VisEn Medical Inc., a leader in fluorescence in vivo imaging from research through medicine, announced today the commercial launch of its new ReninSense680(TM) FAST imaging agent for measuring and monitoring a key hypertension and renal disease biomarker in vivo. The ReninSense680 FAST agent is based on VisEn's proprietary Fluorescence Activatable Sensing Technology ("FAST") platform and was developed to further complement a growing array of in vivo and in vitro biomarker readouts made possible by VisEn's fluorescence molecular imaging agents and tomographic imaging systems. Key ReninSense680 FAST results are to be presented at the World Molecular Imaging Congress (WMIC) on Saturday, September 26th in a presentation, titled "Near-Infrared Quantitative Fluorescence Imaging of Renin Activity in Kidney Tissue," by Dr. Jeffrey D. Peterson et al., VP Applied Biology at VisEn Medical.
The study by Peterson et al. reports on ReninSense680 FAST as a biologically targeted near-infrared activatable imaging agent designed to measure renin activity as part of the well-known renin-angiotensin biologic pathway. In the study, renin activity was assessed by quantifying the increase of ReninSense680 FAST signal in the kidneys in vivo using VisEn's FMT 2500(TM) quantitative tomographic imaging system. The results were further integrated with cell, tissue and serum-based readouts in vitro.

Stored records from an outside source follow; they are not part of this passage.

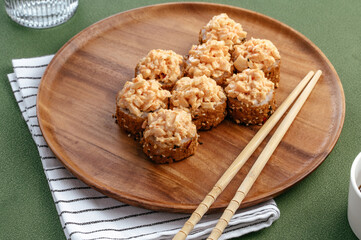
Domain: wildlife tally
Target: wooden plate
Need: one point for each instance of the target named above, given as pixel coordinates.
(77, 99)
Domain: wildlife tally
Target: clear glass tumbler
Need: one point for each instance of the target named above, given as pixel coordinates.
(40, 13)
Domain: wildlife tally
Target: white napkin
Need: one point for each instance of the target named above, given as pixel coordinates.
(87, 214)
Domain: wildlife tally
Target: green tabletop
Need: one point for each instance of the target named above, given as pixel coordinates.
(315, 208)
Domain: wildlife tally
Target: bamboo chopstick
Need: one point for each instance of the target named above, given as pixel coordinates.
(262, 160)
(240, 160)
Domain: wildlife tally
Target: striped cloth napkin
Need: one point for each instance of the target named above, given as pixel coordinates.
(87, 214)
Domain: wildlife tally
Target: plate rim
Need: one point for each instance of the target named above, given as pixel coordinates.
(130, 199)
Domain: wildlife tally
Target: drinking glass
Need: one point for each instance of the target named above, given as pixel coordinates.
(40, 13)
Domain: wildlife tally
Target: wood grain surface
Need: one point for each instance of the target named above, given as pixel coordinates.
(76, 101)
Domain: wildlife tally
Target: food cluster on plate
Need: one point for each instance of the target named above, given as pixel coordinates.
(171, 96)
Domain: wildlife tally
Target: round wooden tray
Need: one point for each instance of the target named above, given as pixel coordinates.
(76, 101)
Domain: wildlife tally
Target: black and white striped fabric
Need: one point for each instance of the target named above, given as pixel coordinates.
(87, 214)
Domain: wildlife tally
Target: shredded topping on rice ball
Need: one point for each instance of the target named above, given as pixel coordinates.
(171, 127)
(211, 59)
(223, 28)
(197, 92)
(140, 96)
(255, 53)
(162, 65)
(250, 87)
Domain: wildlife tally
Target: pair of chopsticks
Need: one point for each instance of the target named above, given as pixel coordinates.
(245, 154)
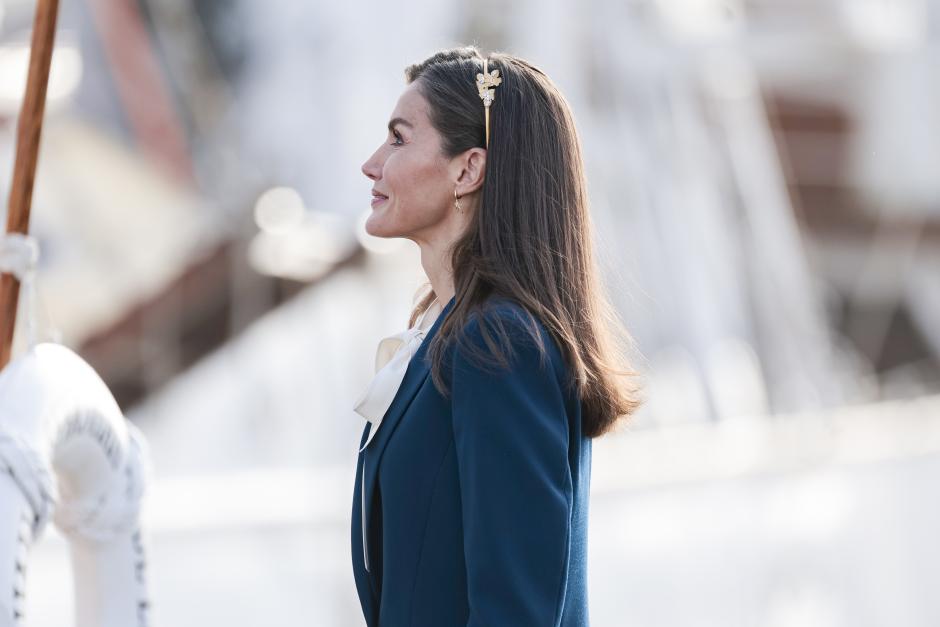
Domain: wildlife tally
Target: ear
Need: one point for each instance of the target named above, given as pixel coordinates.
(468, 170)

"This integrated study illustrates how ReninSense680 FAST targets to the kidney in vivo and is locally activated in models of renin upregulation, providing a powerful tool for localized in vivo measurement of changes in renin-angiotensin system (RAS) function," said Peterson. "This type of correlated in vivo-in vitro biomarker readout is becoming a standard in advanced research and drug development and we're enthusiastic about the rapidly increasing breadth and adoption of our fluorescence agent portfolio in mapping key biologic pathways."
The data will be presented on Saturday, September 26th 2009 as part of the "Novel Use of Imaging Probes" session in room 516 of the Palais des Congres de Montreal.